朗報、快報である。胸のすくようなニュースが伝えられた。女性というだけで、賃金、昇進を差別してきた、大企業の横暴が断罪されたのだ。住友金属工業(大阪市)の女性社員・元社員4人が、同社を相手に差額賃金などの損害賠償を求めていた裁判で、25日、大阪高裁が総額7600万円の支払いを命じる「和解」が成立、見事な勝利をおさめたのである。内容も、一年前、女性側が勝利した地裁判決を超えている。「企業内に賃金、待遇等の男女格差が適正に是正されたとは言いがたい」「大企業で意識改革へのとりくみがすすむことは社会的にも大きな意義をもつ」との文言の入った「和解勧告」がそれを示している。
私は、去年3月末、地裁判決が報じられたとき「住金女性 誇り高くヤミに挑戦」という一文を書いた。憲法(14条)や、労働基準法(4条)は、男女差別を固く禁じている。「時代遅れ」の大企業がこれを蹂躙してきた。住金の女性たちは、この企業社会の闇、不条理に挑戦した。結果は勝利への第一歩に。その奮闘に敬意を表したのである。いま改めて感じる。男女格差、女性を最低にランクづける「闇の人事制度」を違法と断じた地裁や、今回の高裁判決をもたらした背景は何だったのか。それは基本的人権を明示した憲法の存在ではなかったか。この憲法こそが闇夜を照らす光なのだ。すべての職場に、地域に憲法あり。

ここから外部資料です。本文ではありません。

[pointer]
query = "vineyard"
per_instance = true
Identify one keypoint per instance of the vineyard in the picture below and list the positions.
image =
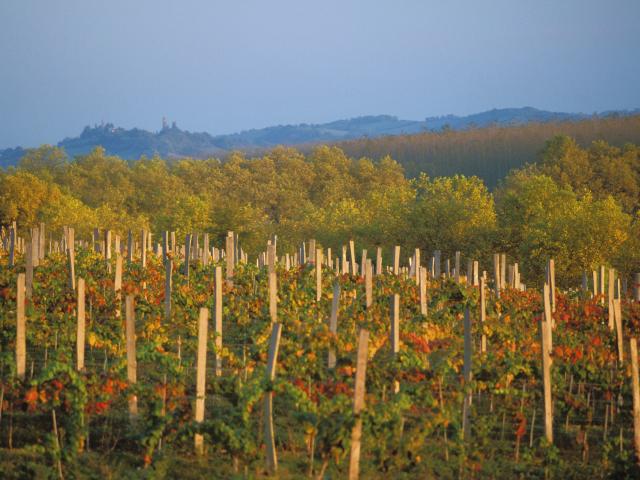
(151, 357)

多くの人がそうありたいと願っていると思う。
4月25日の朗報とはうらはらの、一年前のこの日の出来事を思い出した。死者107人、負傷者555人の大惨事、JR福知山線の脱線事故である。国鉄民営化で、安全より効率優先の低コスト主義、大量の人減らし、過密ダイヤ、苛酷な労働密度、国は規制緩和で、安全対策も事業者任せ。悲劇の温床はこういうところにあった。この26日には、耐震強度偽装の関係者8名が逮捕されたが、この事件の背景も、ルールもマナーも無視した、建設業界の過剰なコスト削減競争と、政府が建築物の安全検査を民間の営利企業に委ねた、その無責任さだとの指摘がある。何故これほどまでに人間を軽んじるのか。憲法の冒涜ではないか。日本の政治は暗夜のなかにある。はやく夜明けを!